Delete all snapshots in one go
Hi, I found that backing up my Zotero lib costs a long time. I guess the snapshots contain a large number of files which are seldom used by me. Just wonder how i can delete all these snapshots? I need to keep the PDFs.
Thanks!
Thanks!
Thanks for the suggestions, it is indeed a good way if want to view the text later, especially for those without pdf full-text and during off-line.
I have deleted all the snapshots using the search function suggested by Dan. The size of my zotero file folder now occupied ~3.5 GB, but previously it was 10+ GB. It also helps to save a lot of time during backing up the lib.
NOTE: This only works if you have NOT renamed the snapshots. I found that I did rename one of my snapshots.
attachment is PDF
attachment is Webpage
and include parents & children, create a saved search. Tag all the top-level items in the saved search with an otherwise unused tag (most easily a colored one so you can batch assign by number key), then filter by that tag and search for Snapshot as described above.
At some deep level, Zotero knows the difference between these files because they have different icons associated with them. (Since I'm trying to convert all old snapshots to single-file HTMLs, it would be nice if there were some search method that could tap into that deeper metadata.)
[NB: This is for anyone interested in converting multi-file webpages (or otherwise isolating only snapshots for deletion even if you've changed their names and so on).
It will only be meaningful to you if, like me, you have a substantial mix of newer content-rich single-file HTMLs (that you want to keep) along with older snapshots or multi-file webpages (that you want to convert or discard). The main reason for attempting this at all is freeing up disk space and cutting down on clutter. If none of this applies, these suggestions are not for you. If you have better suggestions, please offer them. And finally: all the usual caveats... backup your data; attempt at your own risk; proceed with caution.]
1. Using a script or text-editing app of your choice, hunt down a metatag in your single-file HTMLs that's unique to them. It will depend on which browser add-on you used to make them; you'll have to open a few and have a look. Find-and-replace all instances of that tag in all .html files such that you insert a hidden div next alongside it in every file. This div should having some identifying text inside of it, e.g., "single_file_HTML." This will trick Zotero into indexing that text as real content, although in 99 percent of cases it will not affect how the page displays, because a div outside a body will generally be ignored by web browsers. Like I said, this is a hack.
2. Rebuild your full-text index in Zotero. If you don't index, turn it on.
3. Create and save an advanced search for all Attachment Content containing your hidden text, in all Attachment Types that are webpages. For simplicity, create a new tag such as #single_file_HTMLs and tag all items in your search results with it. Now you can create an advanced search for all webpages that are not tagged in this way: i.e., your snapshots.
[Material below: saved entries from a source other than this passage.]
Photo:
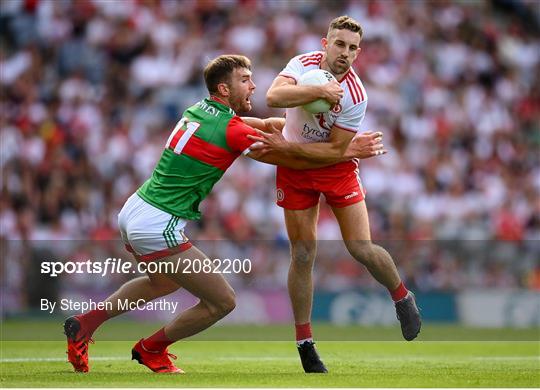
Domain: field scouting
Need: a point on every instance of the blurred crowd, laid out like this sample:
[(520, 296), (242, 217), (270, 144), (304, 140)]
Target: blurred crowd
[(90, 90)]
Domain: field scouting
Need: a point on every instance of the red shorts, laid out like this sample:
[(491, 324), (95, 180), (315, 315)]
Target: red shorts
[(301, 189)]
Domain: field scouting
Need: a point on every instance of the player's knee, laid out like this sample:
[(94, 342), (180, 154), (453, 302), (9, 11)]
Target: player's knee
[(304, 252), (224, 306), (362, 251)]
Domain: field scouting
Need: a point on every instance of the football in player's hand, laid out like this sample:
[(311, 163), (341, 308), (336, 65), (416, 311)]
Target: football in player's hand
[(316, 77)]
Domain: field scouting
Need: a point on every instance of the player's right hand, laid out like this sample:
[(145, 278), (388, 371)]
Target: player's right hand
[(332, 92), (366, 145)]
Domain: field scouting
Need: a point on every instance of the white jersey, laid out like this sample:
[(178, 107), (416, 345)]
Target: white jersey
[(304, 127)]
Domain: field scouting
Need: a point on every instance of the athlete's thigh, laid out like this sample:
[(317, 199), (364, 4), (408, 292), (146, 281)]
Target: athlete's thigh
[(205, 284), (353, 221), (302, 224)]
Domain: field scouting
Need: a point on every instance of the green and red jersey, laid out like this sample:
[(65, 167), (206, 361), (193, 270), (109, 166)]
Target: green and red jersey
[(203, 144)]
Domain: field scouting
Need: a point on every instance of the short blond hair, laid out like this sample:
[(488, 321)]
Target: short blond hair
[(345, 22)]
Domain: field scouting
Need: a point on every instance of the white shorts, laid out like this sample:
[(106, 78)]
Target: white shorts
[(150, 233)]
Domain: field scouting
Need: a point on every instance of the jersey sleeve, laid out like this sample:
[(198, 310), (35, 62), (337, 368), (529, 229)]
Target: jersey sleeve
[(293, 70), (236, 136), (351, 118)]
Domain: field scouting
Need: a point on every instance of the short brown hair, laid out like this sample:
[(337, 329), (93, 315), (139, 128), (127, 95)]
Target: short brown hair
[(219, 70), (347, 23)]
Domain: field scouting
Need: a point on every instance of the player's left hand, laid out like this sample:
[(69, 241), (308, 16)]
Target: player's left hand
[(366, 145), (272, 140)]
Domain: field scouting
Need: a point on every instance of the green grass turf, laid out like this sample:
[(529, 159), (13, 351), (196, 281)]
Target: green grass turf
[(275, 364), (119, 329)]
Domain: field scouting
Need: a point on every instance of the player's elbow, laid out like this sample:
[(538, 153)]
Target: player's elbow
[(338, 149), (272, 98)]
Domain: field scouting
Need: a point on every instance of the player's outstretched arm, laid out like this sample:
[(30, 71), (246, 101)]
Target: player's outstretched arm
[(343, 146), (284, 92), (263, 124)]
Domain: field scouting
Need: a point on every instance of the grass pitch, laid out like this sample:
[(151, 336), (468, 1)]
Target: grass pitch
[(276, 364)]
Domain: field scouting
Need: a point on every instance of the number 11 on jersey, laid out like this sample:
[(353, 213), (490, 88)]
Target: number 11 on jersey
[(178, 139)]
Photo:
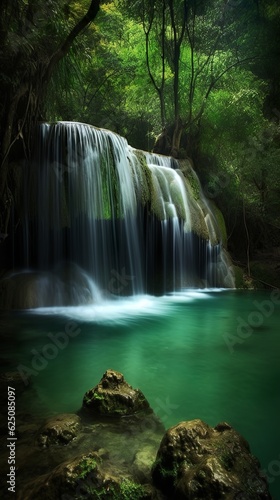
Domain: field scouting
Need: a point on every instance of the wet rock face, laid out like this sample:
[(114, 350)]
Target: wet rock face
[(85, 477), (59, 430), (113, 396), (197, 461)]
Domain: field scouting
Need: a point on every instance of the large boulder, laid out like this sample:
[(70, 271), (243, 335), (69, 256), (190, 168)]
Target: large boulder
[(85, 477), (113, 396), (197, 461), (59, 430)]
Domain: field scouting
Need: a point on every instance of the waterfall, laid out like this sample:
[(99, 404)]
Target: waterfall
[(132, 222)]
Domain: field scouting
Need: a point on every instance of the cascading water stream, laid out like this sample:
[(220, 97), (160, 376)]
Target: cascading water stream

Delete them, or do whatever you want with them.
When you're done, you can undo the find-and-replace routine in step 1. Probably a good idea.
Using these steps, I was able to find all snapshots and multi-file htmls.
Converting them in one batch, as expected, was a bit more complicated. But it reduced my storage footprint by about 40 percent, so worth it. One day I may post on that process. But it will become largely irrelevant (I hope) once Zotero goes to single-file HTMLs for snapshots by default, which I believe is planned.
I find it more convenient to use relative links for my attachments and store my library locally, then sync it across machines with a platform that offers more space. For instance, my institution offers virtually unlimited space via Google Drive. Using Google Drive sync, my attachments are available and linked to the Zotero data library on each machine I use.
I believe elsewhere in the forum you can find further instructions on how to implement that if you want to go that route. Also, incidentally, I haven't looked into this issue recently so I don't know if the latest version of Zotero has moved yet to single-file snapshots, in part because the process I'm using now works so well. Good luck!